Margareth menggigit bibir dalamnya. Baginya, lebih baik mencoba meyakinkan Ravel walaupun sia-sia daripada berbicara pada Alan.

"Dia marah nanti," lirihnya.

"Gua nggak yakin," kata Florence. "Setau gua, Alan bukan tipe yang gampang marah. Lu ingat kan waktu laptopnya kebanting dari meja sama temannya tapi dia santai aja? Malah temannya yang ngamuk-ngamuk."

Margareth tertawa kecil. Teringat olehnya kepanikan yang melanda ketika mendengar suara bentakan mirip Alan.

"Terus lu panik, deh. Langsung nyamper ke kelasnya," lanjut Florence. "Tuh, dia aja sesantai itu orangnya. Lagian lu udah PDKT sama dia kurang lebih delapan bulan. Pasti lu tau kapan saatnya dia marah kapan nggak."

"Gua nggak begitu yakin soal ini," kata Margareth. "Dia sebenarnya pemarah banget dan gua nggak ngerti kenapa dia nggak marah waktu laptopnya rusak. Nggak cuma itu, dia juga cemburuan. Dan lu tau kan kalau dua sifat itu biasanya berhubungan?"

"Tapi kan ini kondisi yang nggak bisa diubah, Gi. Mungkin dia bakal mau ngerti."

Margareth terdiam sejenak lalu mengangguk, mulai bisa menerima usul Florence.

"Thanks, Flo," katanya. "Mungkin kalau gua nggak cerita secepatnya bisa gila gua."

"Kan, udah gua bilang apa," kata Florence. "Jangan digembok itu mulut kalau ada masalah. Kebiasaan emang."

"Ya maaf, gua nggak biasa cerita kayak gini," kata Margareth. "Tinggal cari waktunya."

"Pasti ketemu. Kalian kan kalau chat-an suka nggak tau tempat dan waktu," kata Florence.

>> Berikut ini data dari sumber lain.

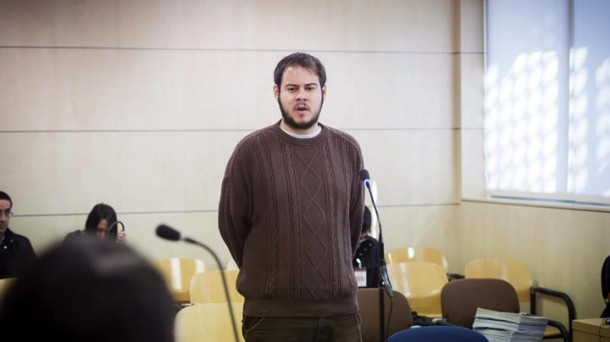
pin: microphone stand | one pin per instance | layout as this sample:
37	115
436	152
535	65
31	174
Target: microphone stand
169	233
382	278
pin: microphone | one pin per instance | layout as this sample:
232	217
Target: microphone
385	279
168	233
114	226
366	178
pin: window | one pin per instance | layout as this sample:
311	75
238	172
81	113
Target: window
547	105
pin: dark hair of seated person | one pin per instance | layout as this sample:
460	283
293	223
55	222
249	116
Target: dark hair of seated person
90	290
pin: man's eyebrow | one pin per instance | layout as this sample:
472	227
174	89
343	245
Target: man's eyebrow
312	84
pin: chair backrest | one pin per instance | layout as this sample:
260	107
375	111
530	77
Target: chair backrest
396	309
461	298
178	272
512	270
231	264
207	322
438	333
207	287
421	283
420	253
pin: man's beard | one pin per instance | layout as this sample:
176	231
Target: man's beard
288	120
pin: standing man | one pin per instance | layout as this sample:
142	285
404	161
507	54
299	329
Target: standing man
291	214
16	251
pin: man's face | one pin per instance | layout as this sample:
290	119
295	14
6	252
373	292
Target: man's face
300	98
5	215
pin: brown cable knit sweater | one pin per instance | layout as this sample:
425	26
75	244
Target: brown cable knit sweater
291	213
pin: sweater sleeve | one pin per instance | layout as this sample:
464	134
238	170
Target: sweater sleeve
233	219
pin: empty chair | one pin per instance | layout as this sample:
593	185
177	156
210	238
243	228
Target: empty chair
421	283
438	334
207	287
178	273
209	322
428	254
518	275
461	298
231	265
396	309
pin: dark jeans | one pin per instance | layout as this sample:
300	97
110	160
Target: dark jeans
344	328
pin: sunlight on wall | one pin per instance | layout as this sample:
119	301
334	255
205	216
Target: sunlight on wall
602	107
522	123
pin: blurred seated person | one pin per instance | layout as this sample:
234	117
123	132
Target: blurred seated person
16	251
367	253
102	222
88	290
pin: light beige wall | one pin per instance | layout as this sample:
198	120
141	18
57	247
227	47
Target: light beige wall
140	103
564	247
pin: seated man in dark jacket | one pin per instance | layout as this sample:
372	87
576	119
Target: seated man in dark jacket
16	251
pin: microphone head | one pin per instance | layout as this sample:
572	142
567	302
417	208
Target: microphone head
168	233
364	175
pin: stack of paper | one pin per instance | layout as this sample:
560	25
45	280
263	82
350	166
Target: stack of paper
507	326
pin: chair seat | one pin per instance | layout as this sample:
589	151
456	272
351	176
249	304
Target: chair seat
438	334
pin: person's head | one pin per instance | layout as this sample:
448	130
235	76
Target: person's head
6	206
88	290
300	88
101	217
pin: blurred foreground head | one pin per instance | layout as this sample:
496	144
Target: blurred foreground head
88	290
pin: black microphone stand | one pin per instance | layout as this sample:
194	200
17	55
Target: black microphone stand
171	234
383	282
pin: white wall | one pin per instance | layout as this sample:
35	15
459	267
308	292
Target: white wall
139	104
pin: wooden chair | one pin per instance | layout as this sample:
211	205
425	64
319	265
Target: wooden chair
178	272
438	333
207	287
396	310
518	275
208	322
421	283
461	298
428	254
421	253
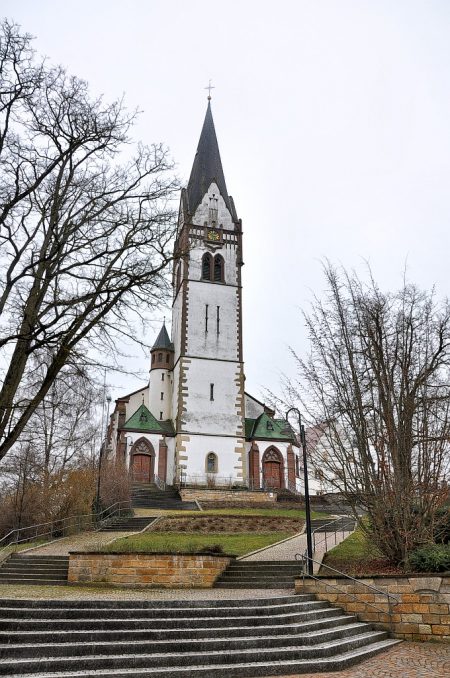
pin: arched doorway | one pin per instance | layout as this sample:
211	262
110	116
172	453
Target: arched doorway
273	472
142	461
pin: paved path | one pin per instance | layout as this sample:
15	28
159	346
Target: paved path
77	542
291	547
406	660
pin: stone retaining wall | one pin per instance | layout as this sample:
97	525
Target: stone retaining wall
152	570
211	495
422	611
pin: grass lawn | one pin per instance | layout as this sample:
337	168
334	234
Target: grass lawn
182	542
357	556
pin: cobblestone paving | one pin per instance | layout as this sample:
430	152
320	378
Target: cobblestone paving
406	660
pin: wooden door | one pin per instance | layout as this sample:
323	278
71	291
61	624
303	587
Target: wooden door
272	474
142	468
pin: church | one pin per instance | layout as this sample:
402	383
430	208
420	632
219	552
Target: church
195	424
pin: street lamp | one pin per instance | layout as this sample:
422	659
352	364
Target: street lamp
103	446
301	428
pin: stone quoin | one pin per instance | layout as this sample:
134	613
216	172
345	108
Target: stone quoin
194	423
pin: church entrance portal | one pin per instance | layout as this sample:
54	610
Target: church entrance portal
143	458
273	469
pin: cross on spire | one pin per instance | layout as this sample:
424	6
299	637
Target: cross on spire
209	88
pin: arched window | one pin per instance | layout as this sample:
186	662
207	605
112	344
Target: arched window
206	266
218	268
211	463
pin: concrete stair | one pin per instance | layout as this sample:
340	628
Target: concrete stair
259	574
347	524
224	639
128	524
148	495
35	569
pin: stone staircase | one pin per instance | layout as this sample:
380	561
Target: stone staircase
148	495
259	574
128	524
34	569
196	639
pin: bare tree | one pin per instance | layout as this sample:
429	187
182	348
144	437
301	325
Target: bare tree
377	386
84	239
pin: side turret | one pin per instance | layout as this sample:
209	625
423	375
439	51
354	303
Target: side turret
160	392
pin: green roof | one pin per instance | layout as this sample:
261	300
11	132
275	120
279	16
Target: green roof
266	428
143	420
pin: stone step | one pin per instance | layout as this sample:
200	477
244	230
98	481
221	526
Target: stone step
311	627
133	646
31	581
248	669
6	573
273	602
50	623
221	638
155	613
189	658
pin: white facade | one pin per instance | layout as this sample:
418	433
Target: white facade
195	407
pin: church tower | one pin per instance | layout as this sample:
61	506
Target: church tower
208	377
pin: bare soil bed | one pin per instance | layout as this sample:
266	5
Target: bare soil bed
205	524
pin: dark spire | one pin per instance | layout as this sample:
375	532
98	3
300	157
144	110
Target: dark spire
163	340
207	166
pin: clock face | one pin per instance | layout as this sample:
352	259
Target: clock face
213	235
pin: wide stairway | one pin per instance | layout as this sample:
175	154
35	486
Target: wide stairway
259	574
128	524
148	495
196	639
39	570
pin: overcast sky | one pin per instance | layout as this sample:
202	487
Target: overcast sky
333	124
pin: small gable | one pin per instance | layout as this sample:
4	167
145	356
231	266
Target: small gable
143	420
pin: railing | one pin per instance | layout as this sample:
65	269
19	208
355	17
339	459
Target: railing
334	526
62	527
305	560
159	482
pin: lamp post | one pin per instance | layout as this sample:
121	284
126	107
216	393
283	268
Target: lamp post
309	549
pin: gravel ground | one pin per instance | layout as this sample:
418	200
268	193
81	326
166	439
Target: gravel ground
406	660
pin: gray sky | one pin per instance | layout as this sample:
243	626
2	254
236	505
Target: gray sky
333	124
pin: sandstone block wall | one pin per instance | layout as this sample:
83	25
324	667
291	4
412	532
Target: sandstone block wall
230	496
421	613
152	570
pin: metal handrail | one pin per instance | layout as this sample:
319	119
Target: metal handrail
159	482
304	559
341	520
13	537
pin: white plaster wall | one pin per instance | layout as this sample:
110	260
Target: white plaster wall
176	324
197	448
211	344
158	386
220	415
202	212
170	472
136	401
253	409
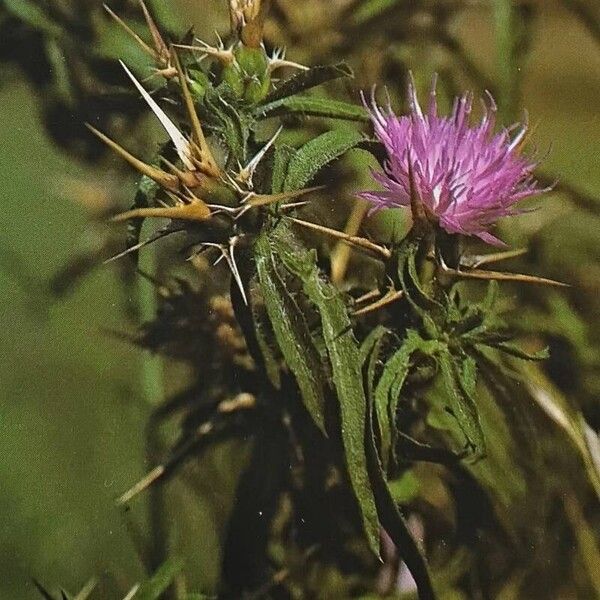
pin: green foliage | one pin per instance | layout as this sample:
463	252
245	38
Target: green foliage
343	356
316	154
291	332
437	376
314	106
305	80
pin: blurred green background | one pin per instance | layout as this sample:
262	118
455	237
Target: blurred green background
72	415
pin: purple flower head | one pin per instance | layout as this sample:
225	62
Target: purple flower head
466	177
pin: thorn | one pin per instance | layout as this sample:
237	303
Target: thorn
266	199
166	180
500	276
388	298
245	174
181	143
359	242
368	296
161	47
197	133
132	33
141	485
132	592
278	63
293	205
197	210
340	256
188	178
228	253
158	236
473	262
233	266
225	56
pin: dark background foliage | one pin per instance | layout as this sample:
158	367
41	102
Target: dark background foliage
73	408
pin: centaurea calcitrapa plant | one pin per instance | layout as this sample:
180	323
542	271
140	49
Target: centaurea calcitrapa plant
339	391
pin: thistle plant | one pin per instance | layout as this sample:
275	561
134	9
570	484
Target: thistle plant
354	401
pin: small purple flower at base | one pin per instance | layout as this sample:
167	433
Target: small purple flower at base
466	177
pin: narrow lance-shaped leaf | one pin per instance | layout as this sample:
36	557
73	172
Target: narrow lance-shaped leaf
291	332
314	106
461	402
392	520
317	153
344	358
305	80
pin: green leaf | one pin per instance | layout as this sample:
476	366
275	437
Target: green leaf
146	192
406	488
153	588
283	156
522	354
314	155
389	387
461	402
314	106
304	80
393	375
344	357
392	520
291	331
264	334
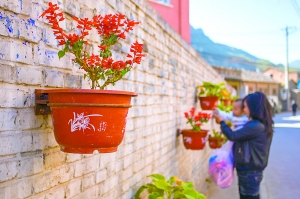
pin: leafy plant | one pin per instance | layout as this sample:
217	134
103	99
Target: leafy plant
224	108
210	89
233	98
174	188
224	94
98	67
220	137
197	120
229	123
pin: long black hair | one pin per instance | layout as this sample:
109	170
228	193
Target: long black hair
260	109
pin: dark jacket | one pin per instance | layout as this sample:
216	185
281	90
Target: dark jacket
252	145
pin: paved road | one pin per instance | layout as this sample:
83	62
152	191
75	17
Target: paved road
282	176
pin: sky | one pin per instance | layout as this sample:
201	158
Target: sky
255	26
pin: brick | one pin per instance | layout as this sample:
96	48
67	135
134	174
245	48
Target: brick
29	31
53	159
88	181
73	188
127	161
53	78
35	140
8	170
9	25
66	173
7	73
91	164
10	143
89	193
13	5
70	157
73	81
8	119
111	169
17	51
101	176
30	167
127	173
78	169
49	57
110	183
72	7
35	77
106	158
27	119
56	193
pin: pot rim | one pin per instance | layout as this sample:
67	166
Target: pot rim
92	91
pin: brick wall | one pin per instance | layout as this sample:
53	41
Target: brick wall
31	163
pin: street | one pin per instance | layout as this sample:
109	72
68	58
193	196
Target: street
282	175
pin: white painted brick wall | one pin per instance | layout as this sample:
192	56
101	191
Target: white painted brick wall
31	163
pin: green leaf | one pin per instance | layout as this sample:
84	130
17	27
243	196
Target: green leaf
123	72
61	53
187	185
80	43
140	190
66	47
190	194
162	184
153	195
157	177
109	72
171	180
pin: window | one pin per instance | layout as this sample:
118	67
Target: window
250	90
165	1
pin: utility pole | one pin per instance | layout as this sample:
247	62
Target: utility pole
286	68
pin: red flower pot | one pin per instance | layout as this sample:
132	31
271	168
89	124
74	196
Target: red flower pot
208	103
214	143
227	102
86	120
194	140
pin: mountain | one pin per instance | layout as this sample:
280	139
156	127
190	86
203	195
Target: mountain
221	55
295	65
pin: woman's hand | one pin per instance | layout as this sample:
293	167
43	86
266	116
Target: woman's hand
217	116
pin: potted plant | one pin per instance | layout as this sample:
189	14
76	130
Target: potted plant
85	120
225	97
174	188
209	94
195	138
216	140
223	107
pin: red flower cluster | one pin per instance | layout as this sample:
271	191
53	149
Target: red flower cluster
111	28
196	120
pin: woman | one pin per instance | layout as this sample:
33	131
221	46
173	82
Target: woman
252	143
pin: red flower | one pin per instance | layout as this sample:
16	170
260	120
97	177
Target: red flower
196	121
186	114
111	28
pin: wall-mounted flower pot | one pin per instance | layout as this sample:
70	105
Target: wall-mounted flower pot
194	140
86	120
215	143
226	102
208	103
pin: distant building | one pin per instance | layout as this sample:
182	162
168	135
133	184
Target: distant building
176	13
246	82
278	75
294	83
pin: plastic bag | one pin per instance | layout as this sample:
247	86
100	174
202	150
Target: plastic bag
221	165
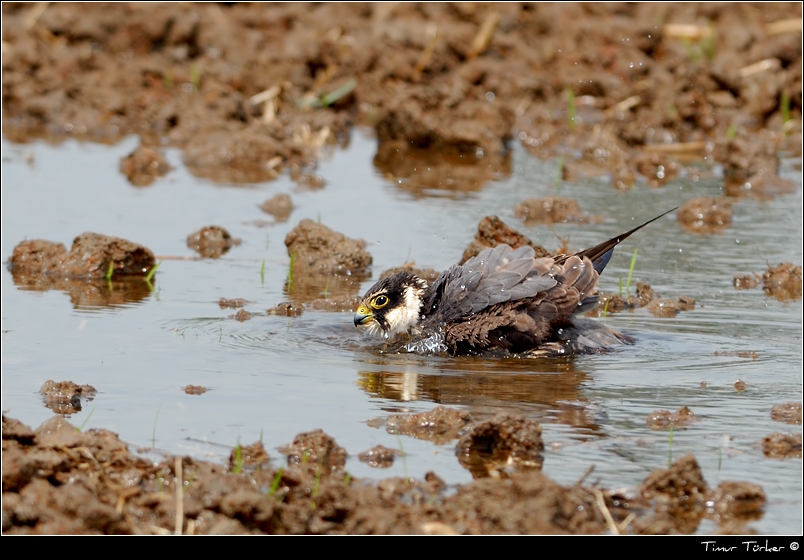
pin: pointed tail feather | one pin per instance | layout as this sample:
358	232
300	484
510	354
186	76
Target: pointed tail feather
601	254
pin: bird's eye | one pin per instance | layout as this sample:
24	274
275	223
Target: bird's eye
379	302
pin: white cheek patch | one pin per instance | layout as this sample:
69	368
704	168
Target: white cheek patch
405	316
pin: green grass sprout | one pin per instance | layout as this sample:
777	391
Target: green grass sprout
151	272
559	173
571	111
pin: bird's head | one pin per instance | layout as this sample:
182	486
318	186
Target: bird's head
392	306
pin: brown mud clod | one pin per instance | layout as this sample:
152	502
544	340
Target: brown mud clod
552	210
441	79
789	413
279	206
501	445
65	397
58	480
211	242
782	446
143	166
492	231
439	425
783	282
97	271
93	256
665	420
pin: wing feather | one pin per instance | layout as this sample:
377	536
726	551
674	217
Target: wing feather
494	276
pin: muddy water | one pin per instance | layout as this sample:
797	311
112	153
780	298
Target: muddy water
272	377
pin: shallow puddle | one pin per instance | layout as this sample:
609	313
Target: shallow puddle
271	377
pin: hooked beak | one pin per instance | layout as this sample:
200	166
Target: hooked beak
363	316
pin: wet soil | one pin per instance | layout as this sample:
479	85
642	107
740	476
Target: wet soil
66	397
640	92
211	242
97	271
58	479
460	79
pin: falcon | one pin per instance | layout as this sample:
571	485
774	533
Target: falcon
503	301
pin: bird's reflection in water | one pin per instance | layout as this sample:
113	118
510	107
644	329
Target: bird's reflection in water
548	390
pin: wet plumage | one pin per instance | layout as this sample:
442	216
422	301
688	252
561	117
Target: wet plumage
502	301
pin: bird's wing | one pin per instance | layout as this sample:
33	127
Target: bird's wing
494	276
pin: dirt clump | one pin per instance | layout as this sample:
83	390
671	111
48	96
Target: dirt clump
211	242
439	425
251	457
499	445
98	271
789	413
57	480
669	308
233	303
664	419
316	249
241	315
279	206
782	446
143	166
65	397
315	450
746	281
93	256
286	309
492	231
248	91
783	281
379	457
705	214
552	210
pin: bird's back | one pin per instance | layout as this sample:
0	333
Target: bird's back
505	300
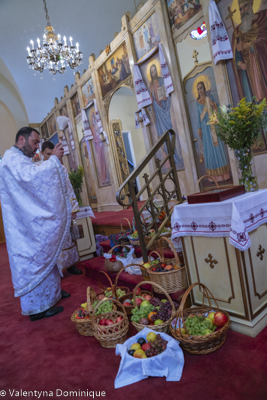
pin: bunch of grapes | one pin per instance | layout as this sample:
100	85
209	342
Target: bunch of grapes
107	306
199	325
164	311
156	347
119	292
141	312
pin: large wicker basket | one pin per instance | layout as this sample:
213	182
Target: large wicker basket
130	294
199	344
172	281
157	328
111	335
84	326
112	288
116	265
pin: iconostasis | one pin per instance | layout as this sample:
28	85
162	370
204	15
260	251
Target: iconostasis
111	130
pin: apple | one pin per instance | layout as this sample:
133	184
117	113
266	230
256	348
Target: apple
145	346
211	316
139	354
220	319
135	346
151	336
139	301
145	303
147	265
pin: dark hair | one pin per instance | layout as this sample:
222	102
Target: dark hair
47	145
25	132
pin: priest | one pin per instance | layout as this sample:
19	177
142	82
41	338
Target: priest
37	215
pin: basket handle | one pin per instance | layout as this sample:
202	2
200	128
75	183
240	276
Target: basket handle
154	251
158	286
103	301
118	245
206	293
205	176
172	247
128	223
100	284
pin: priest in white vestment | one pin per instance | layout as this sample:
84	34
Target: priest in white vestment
69	255
37	216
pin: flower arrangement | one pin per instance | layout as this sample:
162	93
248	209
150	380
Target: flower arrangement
239	127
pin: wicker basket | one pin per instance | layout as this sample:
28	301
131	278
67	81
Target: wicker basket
116	265
130	294
84	326
111	335
112	288
157	328
172	281
199	344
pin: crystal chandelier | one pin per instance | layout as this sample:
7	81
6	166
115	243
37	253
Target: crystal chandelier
53	56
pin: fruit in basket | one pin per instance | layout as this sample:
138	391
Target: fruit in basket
139	354
135	346
145	346
145	303
144	321
151	336
220	319
141	341
150	316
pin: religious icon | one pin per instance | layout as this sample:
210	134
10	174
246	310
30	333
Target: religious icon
245	22
147	36
160	113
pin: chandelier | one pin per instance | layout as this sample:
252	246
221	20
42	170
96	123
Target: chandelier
53	56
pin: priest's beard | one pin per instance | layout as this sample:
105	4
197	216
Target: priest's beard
27	150
246	21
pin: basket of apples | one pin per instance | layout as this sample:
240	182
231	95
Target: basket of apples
169	274
200	330
110	327
154	312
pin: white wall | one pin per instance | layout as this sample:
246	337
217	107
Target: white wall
13	115
123	107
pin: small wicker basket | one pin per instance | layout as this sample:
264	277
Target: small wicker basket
117	264
172	281
84	326
130	294
111	335
199	344
157	328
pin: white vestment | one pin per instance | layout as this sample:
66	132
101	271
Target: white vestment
69	255
37	215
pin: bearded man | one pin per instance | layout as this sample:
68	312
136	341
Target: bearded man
250	52
37	215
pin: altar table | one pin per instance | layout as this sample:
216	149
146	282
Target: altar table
224	246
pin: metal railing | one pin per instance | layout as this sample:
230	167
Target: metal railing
159	181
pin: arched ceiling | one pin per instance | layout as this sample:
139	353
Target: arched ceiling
92	23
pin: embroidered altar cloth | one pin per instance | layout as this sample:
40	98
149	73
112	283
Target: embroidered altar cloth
234	218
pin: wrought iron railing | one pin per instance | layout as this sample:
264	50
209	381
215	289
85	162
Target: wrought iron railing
161	185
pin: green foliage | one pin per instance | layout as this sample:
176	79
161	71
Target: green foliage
76	179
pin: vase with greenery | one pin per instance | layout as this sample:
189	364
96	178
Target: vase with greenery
239	127
76	179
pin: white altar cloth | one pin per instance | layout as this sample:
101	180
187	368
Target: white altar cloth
234	218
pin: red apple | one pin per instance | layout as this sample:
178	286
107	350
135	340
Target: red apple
139	301
220	319
146	346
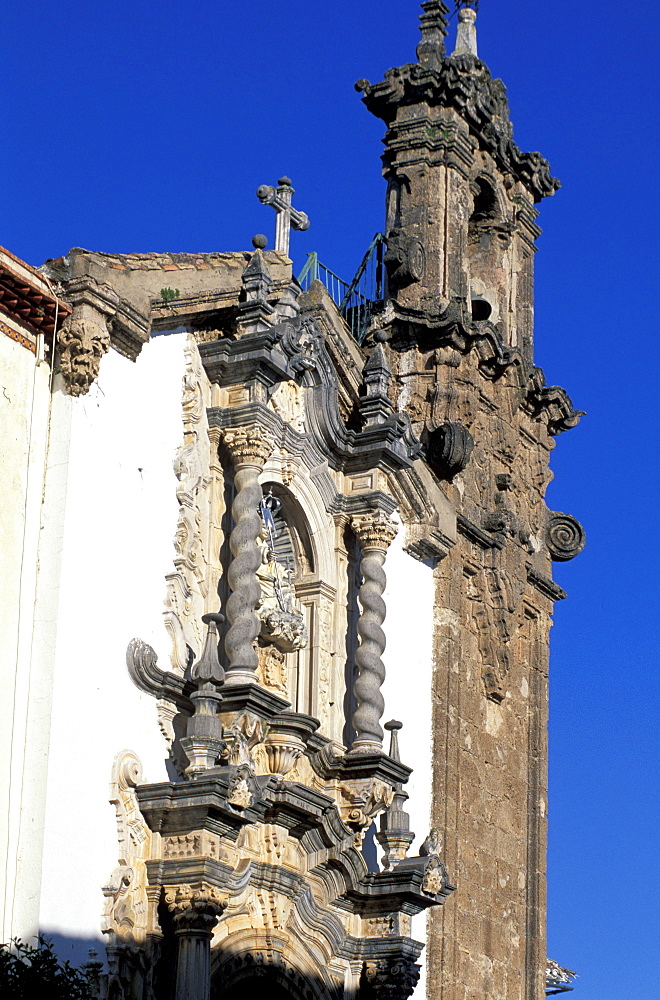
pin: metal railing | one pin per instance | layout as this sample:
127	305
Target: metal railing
356	302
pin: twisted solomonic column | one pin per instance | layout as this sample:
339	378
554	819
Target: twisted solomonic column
195	910
374	532
249	448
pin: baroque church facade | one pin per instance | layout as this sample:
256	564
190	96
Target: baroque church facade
309	648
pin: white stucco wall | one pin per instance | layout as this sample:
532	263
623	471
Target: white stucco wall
409	597
117	546
24	403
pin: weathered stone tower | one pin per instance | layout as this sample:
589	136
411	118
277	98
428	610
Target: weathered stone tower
458	328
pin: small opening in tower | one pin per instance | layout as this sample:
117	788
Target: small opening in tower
481	309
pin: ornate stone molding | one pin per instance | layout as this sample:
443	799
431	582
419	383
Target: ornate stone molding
82	341
195	577
389	978
249	445
374	530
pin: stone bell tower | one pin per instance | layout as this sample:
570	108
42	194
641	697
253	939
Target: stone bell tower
457	329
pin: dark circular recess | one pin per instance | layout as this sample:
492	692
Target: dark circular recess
565	537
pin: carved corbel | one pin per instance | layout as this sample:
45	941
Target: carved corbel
82	341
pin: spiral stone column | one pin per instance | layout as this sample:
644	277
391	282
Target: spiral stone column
249	447
195	910
374	532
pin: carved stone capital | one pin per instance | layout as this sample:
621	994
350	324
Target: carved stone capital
249	445
194	907
82	341
565	536
374	530
389	978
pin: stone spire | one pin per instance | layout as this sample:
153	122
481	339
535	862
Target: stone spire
466	36
433	23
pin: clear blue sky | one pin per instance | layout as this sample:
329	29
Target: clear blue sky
148	126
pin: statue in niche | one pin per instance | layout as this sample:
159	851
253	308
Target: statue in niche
282	623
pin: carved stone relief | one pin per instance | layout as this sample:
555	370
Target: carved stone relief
83	340
193	584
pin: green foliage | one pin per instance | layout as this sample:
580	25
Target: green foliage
28	973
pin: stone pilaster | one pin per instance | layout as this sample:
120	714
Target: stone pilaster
249	447
195	910
374	531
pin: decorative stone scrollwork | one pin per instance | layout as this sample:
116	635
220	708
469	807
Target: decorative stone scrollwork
249	448
449	449
195	906
362	800
389	978
374	531
83	340
248	445
405	259
565	537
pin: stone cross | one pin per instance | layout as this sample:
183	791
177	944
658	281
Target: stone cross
288	217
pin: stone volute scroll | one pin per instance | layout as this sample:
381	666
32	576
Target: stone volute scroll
249	448
288	217
565	536
374	531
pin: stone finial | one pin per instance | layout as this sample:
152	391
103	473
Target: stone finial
288	217
255	312
433	23
395	836
82	341
374	530
466	36
249	446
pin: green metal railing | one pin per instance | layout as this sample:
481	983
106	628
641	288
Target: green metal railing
358	300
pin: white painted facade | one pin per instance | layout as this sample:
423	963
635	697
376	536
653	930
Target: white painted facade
104	464
408	660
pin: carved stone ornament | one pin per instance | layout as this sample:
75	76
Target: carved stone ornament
126	909
194	576
249	445
362	800
374	530
449	449
389	978
196	906
83	340
405	259
565	537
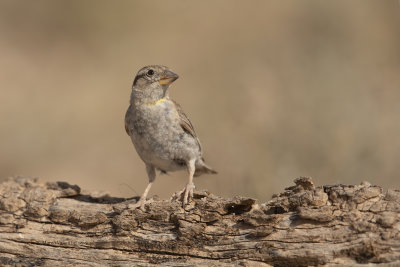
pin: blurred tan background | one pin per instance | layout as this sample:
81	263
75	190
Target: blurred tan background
275	89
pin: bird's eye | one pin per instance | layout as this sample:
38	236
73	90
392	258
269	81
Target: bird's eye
150	72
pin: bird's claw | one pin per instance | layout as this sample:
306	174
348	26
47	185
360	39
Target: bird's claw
187	193
140	204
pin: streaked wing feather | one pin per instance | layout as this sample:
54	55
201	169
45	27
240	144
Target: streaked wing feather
186	125
127	121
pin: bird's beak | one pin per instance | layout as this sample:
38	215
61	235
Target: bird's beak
167	77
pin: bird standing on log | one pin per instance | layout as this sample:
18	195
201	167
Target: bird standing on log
161	132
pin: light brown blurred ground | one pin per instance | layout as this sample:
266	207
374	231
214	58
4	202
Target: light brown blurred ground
275	89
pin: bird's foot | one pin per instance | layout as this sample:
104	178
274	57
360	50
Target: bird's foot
186	193
139	204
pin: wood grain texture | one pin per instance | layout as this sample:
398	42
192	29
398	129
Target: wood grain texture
54	224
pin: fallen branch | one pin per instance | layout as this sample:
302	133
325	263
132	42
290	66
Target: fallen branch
53	224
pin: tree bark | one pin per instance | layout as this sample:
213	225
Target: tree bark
54	224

"Kalau kayak gini, mendingan langsung nggak, sih?" kata Margareth. "Biar enak juga. Gua bisa prediksi gimana reaksi dia."

"Oh iya, itu anak nggak suka kejutan," kata Florence. "Ya, itu sih terserah lu."

"Yah, oke," kata Margareth. Perasaan gugup melanda hatinya, menutupi konflik batin aneh itu. Dia tak menyukai bila harus mengajak seseorang berbicara serius terlebih dahulu.

"Cari waktunya susah tapi," kata Florence. "Kenapa nggak lewat vidcall?"

"Sekalian jalan bareng," kata Margareth.

Florence mendengus.

"Emang ya, mencari kesempatan dalam kesempitan."